In a rain forest or a drop of pond water, we are accustomed to the spectacle of extravagant potency. But death is exactly as profligate as life, and when more of the run arrives and spawns, the gravel bars and shoals will be strewn with dead fish, their dried skins shrunken tightly over ribs like the caved-in fuselages of things that once flew. The odor of decay hovers above the river, the acrid, musty, ammoniac smell of an old horse­hair sofa stained with cat piss. When the first heavy rain of winter comes, raising the water to twice its height before subsiding, the flaccid carcasses of salmon will hang twisted and draped from bankside limbs in grotesque postures, like a Dali painting. Still later, there are only bones. The hollow-eyed skulls with long, beaked jaws scarcely resemble the living animal at all. They seem strange and ancient, distantly reptilian or avian, like the fossil of an Archaeopteryx I once saw, perfectly preserved down to the finest imprint of its scale-like feathers.

If you fish much during the run, what strikes you most is how slowly this all occurs. Salmon do not spawn and drop dead. They weaken by degrees. Many fall victim to a debilitating, cottony fungus that tatters the fins and tail, and eventually covers the body in gauzy patches. A ragged fish may hang on well into winter, ghosting through the river and looking as purposeless as in fact it is — “a shroud in a gutter,” Ted Hughes writes, “a death-in-life.” The first January I spent in Oregon, wading this same river for winter steelhead, I half glimpsed through the riffled water an enormous mottled form that would not resolve itself into a familiar object. It moved downstream toward me with the thick-bodied sluggishness of a moray eel. I edged backward against the bank, keeping a close eye on it, not quite panicked but distinctly uneasy. It turned and followed. At the moment I recognized it as an exhausted, rotting salmon, the fish slid its length along my shin, and the contact reverberated in an involuntary full-body shiver. After that, I couldn’t seem to get warm again, and left. Death underwrites life, I know, but when it comes right up and brushes your leg, all that seems somehow unconsoling.

If we share anything with the past it is a sense of the violence in nature. The Puritans looked at a wild New World and saw the abode of the devil, and they battled it with a ferocity that equaled the savageness of their perception. Now, having distanced ourselves from the wilderness, we view it through an imperturbable Darwinism, an indifferent survival­of-the-fittest. But all that we’ve really done is alter the terms. Dismissing the moral repercussions of struggle, we have only tamed ourselves. Nature remains a place of violent death. And in a world of quick, predatory, kills, of fangs and claws and coils, the slow decay of the salmon seems anomalous, and eerily human.

A sharp west wind rises, blowing upstream and bringing with it a sheet of gray clouds. Caught in the shear of opposing currents, the boat is almost motionless. I have to row to make any headway. The river bends back to the highway and to the sound of log haulers downshifting on a switchback grade.
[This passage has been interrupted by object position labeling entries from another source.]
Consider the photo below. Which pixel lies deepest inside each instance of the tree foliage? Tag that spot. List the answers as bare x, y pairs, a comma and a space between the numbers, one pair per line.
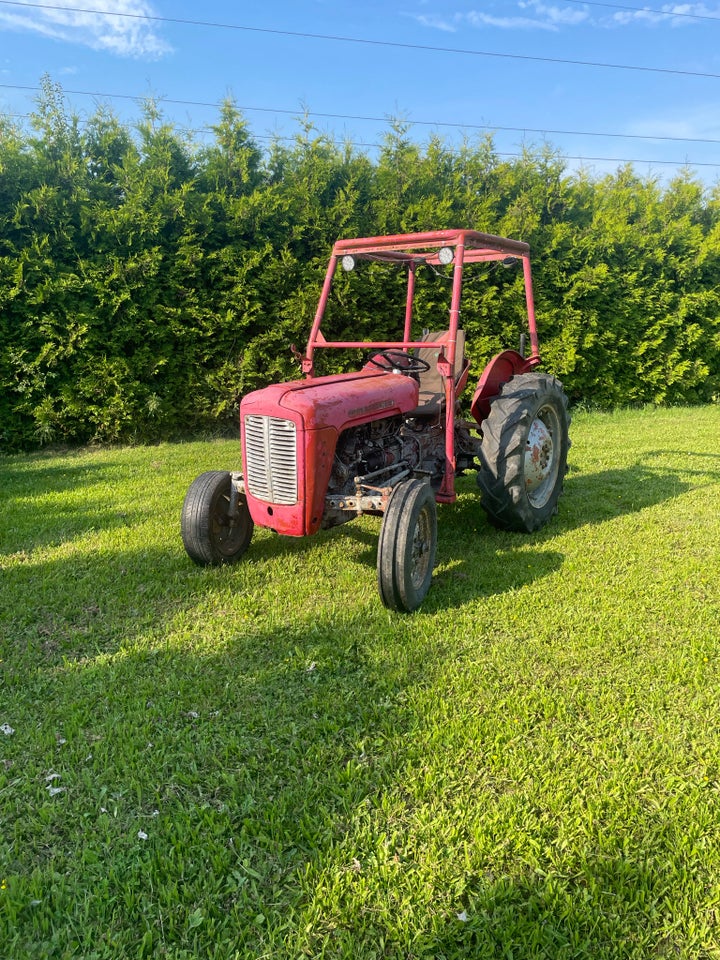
146, 282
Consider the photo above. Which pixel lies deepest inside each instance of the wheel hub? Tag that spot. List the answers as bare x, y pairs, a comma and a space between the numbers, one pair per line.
538, 456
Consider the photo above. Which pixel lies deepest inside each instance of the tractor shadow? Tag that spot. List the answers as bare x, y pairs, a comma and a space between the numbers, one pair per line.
35, 519
476, 560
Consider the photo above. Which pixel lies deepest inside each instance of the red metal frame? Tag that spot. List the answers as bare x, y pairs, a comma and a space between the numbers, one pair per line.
469, 246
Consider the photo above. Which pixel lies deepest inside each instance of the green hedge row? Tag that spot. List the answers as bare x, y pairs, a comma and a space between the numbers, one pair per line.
147, 282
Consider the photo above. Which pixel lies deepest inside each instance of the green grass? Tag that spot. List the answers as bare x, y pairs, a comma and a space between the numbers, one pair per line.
261, 761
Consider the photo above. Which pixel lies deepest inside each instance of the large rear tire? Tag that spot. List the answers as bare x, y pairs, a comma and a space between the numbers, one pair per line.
406, 548
524, 452
210, 535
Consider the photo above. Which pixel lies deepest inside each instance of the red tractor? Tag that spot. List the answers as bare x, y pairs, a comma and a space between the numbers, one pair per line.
388, 439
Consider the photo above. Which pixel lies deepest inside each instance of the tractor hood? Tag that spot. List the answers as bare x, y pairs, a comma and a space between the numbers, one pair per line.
336, 401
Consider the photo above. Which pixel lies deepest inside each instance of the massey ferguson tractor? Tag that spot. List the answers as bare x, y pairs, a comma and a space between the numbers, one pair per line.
389, 439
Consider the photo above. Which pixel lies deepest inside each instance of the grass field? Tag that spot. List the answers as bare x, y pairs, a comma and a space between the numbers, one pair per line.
261, 761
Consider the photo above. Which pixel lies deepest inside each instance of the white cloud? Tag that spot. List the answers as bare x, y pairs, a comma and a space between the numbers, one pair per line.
543, 15
125, 36
699, 123
436, 23
529, 15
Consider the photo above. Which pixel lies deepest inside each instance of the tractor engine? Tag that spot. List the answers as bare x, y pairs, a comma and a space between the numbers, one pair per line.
416, 442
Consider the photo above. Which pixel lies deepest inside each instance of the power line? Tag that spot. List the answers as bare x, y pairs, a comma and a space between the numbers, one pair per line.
337, 38
543, 131
498, 153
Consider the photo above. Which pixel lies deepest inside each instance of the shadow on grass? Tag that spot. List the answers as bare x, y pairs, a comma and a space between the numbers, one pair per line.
267, 776
28, 525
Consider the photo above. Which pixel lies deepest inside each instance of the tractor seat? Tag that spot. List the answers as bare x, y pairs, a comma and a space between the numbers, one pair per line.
431, 399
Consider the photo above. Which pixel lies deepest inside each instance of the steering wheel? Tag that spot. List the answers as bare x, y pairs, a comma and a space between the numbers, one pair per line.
399, 360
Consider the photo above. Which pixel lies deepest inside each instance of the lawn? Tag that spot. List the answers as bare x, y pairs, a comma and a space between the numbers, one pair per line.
261, 761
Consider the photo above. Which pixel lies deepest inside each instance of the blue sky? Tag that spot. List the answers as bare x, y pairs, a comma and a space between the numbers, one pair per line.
513, 78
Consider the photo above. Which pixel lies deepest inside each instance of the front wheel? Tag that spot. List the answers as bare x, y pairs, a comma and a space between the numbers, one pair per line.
213, 533
524, 452
406, 548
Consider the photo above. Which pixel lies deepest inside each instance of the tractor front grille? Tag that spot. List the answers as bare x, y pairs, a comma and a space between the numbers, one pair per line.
271, 459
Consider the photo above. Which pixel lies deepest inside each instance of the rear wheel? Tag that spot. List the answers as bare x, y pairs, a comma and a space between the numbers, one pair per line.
210, 534
524, 452
406, 548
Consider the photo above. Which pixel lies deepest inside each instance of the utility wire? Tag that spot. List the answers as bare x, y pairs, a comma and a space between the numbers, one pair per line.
368, 42
543, 131
274, 138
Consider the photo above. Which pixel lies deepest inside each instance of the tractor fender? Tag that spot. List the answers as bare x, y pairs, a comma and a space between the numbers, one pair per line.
499, 370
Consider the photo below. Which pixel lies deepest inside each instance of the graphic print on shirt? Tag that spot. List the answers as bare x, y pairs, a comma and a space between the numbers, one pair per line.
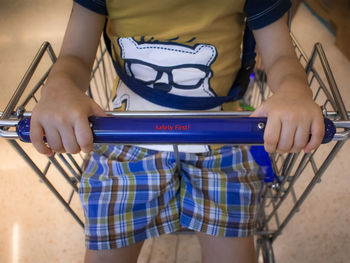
172, 67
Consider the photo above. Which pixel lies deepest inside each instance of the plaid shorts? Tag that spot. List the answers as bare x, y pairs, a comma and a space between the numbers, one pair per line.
130, 194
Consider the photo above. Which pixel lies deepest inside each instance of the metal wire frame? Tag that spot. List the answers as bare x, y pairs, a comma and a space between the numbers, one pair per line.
290, 167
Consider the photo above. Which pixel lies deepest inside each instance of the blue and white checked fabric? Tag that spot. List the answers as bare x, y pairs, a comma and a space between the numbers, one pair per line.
130, 194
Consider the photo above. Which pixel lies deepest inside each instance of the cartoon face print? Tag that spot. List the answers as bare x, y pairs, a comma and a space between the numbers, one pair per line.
176, 68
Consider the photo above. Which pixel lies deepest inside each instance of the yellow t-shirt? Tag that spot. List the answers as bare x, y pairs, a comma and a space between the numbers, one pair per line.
186, 48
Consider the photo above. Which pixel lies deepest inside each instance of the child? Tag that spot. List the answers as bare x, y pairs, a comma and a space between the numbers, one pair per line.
179, 49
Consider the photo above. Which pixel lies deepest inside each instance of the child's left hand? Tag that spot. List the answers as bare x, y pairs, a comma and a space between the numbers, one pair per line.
292, 117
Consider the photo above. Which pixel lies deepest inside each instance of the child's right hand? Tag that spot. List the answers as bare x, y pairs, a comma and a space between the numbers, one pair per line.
62, 117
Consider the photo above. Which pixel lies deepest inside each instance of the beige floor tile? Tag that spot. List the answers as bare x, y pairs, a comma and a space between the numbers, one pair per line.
34, 226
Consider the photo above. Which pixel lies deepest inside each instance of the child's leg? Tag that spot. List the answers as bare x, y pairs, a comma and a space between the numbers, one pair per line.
226, 249
126, 254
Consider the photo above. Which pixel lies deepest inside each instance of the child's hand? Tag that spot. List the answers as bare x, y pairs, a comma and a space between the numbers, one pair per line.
292, 117
62, 117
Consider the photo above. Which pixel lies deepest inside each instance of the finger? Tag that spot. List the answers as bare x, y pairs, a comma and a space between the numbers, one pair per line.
97, 110
317, 134
69, 141
36, 137
84, 136
286, 139
301, 138
272, 134
54, 140
259, 112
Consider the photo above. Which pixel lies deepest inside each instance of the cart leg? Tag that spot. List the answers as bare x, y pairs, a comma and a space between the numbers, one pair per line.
45, 180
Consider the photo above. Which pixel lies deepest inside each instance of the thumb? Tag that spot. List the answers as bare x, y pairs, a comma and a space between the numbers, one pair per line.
259, 112
97, 110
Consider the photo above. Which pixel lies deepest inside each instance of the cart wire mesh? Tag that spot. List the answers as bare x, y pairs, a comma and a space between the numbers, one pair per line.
280, 199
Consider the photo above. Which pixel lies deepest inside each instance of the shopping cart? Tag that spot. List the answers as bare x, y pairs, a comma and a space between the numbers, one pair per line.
237, 128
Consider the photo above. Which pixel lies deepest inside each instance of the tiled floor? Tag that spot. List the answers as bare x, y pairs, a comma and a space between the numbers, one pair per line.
34, 227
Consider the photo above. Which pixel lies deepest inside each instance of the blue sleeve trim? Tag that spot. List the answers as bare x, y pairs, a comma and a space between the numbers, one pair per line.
97, 6
261, 13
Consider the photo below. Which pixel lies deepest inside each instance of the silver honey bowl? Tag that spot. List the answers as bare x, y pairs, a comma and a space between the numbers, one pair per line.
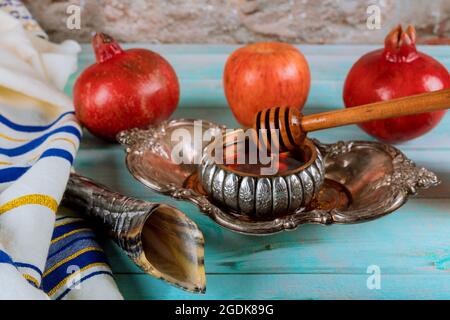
245, 191
363, 181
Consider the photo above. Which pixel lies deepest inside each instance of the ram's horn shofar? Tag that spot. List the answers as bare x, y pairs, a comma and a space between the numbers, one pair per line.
159, 238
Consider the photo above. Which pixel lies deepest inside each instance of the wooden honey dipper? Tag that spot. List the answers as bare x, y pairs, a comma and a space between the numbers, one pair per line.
293, 126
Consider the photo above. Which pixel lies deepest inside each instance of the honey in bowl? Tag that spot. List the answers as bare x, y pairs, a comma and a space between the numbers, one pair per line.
242, 157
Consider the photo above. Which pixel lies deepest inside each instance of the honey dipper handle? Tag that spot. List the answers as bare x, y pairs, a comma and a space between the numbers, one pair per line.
427, 102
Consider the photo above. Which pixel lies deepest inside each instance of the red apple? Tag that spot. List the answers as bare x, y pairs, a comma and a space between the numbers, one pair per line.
125, 89
263, 75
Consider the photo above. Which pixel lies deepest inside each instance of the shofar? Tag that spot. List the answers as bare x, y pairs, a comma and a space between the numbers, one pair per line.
159, 238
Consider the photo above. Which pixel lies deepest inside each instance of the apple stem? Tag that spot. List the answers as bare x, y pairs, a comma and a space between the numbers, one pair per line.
105, 47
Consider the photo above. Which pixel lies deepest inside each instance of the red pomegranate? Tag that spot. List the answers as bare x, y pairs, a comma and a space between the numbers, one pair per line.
396, 71
124, 89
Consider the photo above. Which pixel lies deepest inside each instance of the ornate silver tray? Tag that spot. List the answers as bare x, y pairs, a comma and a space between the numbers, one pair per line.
363, 180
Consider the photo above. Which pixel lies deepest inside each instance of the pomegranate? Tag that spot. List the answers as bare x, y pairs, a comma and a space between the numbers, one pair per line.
124, 89
265, 74
396, 71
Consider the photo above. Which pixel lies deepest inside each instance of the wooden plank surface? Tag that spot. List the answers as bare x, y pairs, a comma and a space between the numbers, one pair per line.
411, 247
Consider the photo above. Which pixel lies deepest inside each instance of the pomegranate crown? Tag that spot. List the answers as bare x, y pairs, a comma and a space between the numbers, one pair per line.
105, 47
400, 45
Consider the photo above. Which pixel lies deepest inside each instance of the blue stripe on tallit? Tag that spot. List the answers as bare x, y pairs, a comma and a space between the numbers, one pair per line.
33, 144
14, 173
76, 246
71, 246
62, 245
66, 228
25, 128
58, 275
5, 258
28, 266
60, 297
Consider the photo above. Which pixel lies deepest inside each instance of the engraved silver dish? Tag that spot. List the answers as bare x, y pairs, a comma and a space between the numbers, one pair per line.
363, 180
256, 195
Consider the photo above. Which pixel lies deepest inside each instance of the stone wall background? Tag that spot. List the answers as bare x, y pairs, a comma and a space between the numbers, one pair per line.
242, 21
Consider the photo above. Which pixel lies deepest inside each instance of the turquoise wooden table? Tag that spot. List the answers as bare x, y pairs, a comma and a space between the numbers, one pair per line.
410, 248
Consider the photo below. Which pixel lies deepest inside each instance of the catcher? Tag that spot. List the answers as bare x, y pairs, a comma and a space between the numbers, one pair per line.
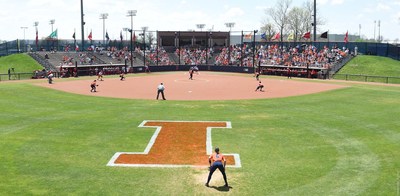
93, 85
215, 161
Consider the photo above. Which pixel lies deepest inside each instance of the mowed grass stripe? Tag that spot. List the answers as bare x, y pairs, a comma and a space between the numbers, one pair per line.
298, 145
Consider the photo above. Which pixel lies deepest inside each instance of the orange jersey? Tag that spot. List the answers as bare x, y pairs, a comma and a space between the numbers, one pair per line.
217, 157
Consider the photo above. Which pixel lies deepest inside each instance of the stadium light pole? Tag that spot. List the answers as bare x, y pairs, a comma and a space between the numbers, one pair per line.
374, 30
229, 25
315, 20
177, 44
126, 32
254, 47
24, 28
131, 13
144, 44
36, 24
200, 26
51, 22
82, 27
379, 30
104, 16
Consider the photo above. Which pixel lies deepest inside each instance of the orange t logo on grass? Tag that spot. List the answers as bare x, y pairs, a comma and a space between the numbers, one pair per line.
176, 144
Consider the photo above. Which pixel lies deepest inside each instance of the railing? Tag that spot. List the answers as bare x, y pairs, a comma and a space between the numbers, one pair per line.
367, 78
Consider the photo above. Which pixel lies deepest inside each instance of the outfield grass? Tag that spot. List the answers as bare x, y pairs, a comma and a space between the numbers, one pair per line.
364, 65
342, 142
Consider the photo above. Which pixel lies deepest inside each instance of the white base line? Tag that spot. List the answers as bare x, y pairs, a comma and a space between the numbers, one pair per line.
153, 139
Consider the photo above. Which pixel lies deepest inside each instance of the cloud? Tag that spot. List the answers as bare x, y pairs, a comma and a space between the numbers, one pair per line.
382, 7
337, 2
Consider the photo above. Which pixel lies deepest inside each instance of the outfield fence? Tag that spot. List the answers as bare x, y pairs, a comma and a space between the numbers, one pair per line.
16, 76
367, 78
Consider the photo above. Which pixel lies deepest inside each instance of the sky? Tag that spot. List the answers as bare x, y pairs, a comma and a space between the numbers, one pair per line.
340, 16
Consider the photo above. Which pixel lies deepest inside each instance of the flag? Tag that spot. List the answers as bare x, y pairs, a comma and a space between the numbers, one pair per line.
276, 36
248, 36
90, 36
107, 37
264, 36
324, 35
37, 37
53, 34
307, 35
291, 36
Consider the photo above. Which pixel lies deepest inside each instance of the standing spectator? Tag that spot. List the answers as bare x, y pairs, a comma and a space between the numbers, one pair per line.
100, 75
50, 77
160, 89
122, 76
191, 73
289, 73
147, 69
257, 75
260, 87
215, 161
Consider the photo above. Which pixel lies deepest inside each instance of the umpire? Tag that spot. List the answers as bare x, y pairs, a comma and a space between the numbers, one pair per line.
160, 89
215, 161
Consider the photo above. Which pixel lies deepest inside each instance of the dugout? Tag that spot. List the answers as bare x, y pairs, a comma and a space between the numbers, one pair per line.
192, 39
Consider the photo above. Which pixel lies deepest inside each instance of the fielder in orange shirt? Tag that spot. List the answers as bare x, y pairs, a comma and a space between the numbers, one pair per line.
217, 160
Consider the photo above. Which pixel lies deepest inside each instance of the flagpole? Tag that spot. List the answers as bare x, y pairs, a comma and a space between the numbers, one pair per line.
74, 39
241, 50
82, 27
327, 35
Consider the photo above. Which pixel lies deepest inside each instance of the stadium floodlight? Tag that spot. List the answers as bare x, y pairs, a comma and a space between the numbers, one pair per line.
103, 17
131, 13
144, 44
51, 22
126, 29
200, 26
230, 25
254, 47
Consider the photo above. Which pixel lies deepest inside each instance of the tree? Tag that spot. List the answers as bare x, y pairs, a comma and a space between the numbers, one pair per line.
308, 17
150, 37
295, 22
269, 29
279, 15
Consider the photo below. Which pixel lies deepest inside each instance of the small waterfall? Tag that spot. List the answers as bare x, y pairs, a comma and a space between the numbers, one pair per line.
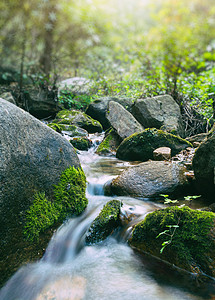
111, 270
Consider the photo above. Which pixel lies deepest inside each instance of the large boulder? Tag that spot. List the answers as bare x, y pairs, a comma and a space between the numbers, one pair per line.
105, 223
41, 103
150, 179
122, 121
98, 109
204, 165
140, 146
32, 159
180, 236
9, 97
75, 85
160, 111
79, 119
110, 143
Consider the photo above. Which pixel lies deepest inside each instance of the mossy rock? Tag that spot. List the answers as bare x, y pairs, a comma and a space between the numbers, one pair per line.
70, 130
105, 223
69, 200
56, 127
78, 118
140, 146
109, 145
192, 246
81, 143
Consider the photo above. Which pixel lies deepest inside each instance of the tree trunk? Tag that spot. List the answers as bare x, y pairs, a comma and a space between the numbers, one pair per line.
50, 25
There are no more salmon to be seen. When a small island eventually appears ahead, I pull to the right of the river and skid over a sandy shoal, down a tight channel barely wide enough for the boat. Halfway down at the pull-out point, I tie the bow line to a willow. The truck is waiting, shuttled down by arrangement. I dig the spare keys from my pocket and, twisting around in the seat, looking over my shoulder to back the trailer to the river’s edge, I see on the rear window the first streaks of the first winter rain.